The number of people infected with HIV is estimated
at 6.7% (as of 2005) of the total population and
continues to increase despite information campaigns. An
additional threat is the repeated appearance of the
deadly Ebola virus, against which there are no effective
medications to date.
Uganda is a presidential republic, the current
constitution dates from 1995. The president (Yoweri
Kaguta Museveni since January 1986) is elected by the
people for five years. The Prime Minister (since
September 2014 Ruhakana Rugunda) only supports the
President in running the cabinet.
The parliament has 375 members who are elected for
five years (350 direct, 25 indirect).
Uganda is divided into four regions with 112
Uganda has seen a significant improvement in the
economic situation since the early 1990s. The country
has large reserves of raw materials and fertile soils. A
quarter of the population still lives below the poverty
line; In 1992 it was over half.
Over 80% of all workers are employed in agriculture.
The main crops are coffee, tobacco, tea and cotton for
export, as well as millet, cassava, bananas, sweet
potatoes, sugar cane, corn and peanuts for personal use
(a large part of the population operates a subsistence
economy). Livestock farming (cattle, goats, poultry)
also plays a role here.

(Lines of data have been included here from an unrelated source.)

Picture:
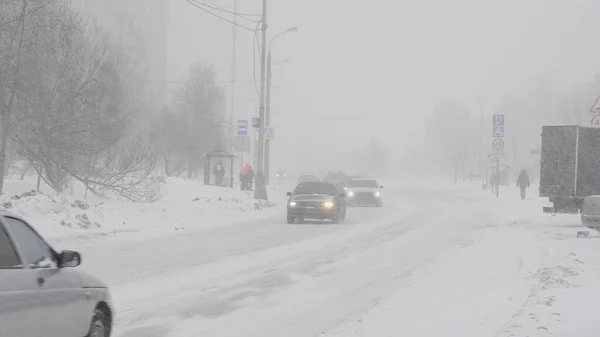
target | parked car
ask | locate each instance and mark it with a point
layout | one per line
(336, 176)
(41, 294)
(364, 191)
(590, 211)
(316, 200)
(307, 177)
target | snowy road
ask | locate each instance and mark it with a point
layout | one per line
(268, 278)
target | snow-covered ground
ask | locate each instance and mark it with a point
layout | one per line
(186, 205)
(438, 260)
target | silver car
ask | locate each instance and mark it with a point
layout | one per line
(364, 191)
(41, 294)
(590, 211)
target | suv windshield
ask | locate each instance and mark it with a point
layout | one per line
(315, 188)
(363, 183)
(335, 177)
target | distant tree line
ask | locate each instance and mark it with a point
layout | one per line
(74, 104)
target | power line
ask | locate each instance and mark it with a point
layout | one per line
(184, 81)
(218, 16)
(28, 13)
(209, 5)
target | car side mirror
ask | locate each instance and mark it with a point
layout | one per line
(69, 259)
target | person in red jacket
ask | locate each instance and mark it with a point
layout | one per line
(523, 183)
(246, 177)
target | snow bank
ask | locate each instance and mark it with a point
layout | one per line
(186, 205)
(524, 273)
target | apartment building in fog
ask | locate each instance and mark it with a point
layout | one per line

Forestry is important due to the
export of fine woods such as mahogany.
In the Ruwenzori Mountains, copper is mined for
export, and cobalt is also mined. Further deposits of
mineral resources (eg large oil and gas reserves, as
well as phosphates, tin, gold) are not yet being mined.
The industry is poorly developed (especially near Jinja
and Kampala), there are, for example, cement plants,
food and textile processing companies and breweries.
It exports to Kenya, Congo, Rwanda and Switzerland.
Uganda has to import industrial goods, fuels, machines
and vehicles and mainly obtains them from India, China
and Kenya. The country can meet almost all of its energy
needs with its own hydropower plants.
Since the domestic political situation has
stabilized, the tourism industry has recorded high
growth rates again. The main attractions are the
national parks of the country.
The currency is the Ugandan shilling.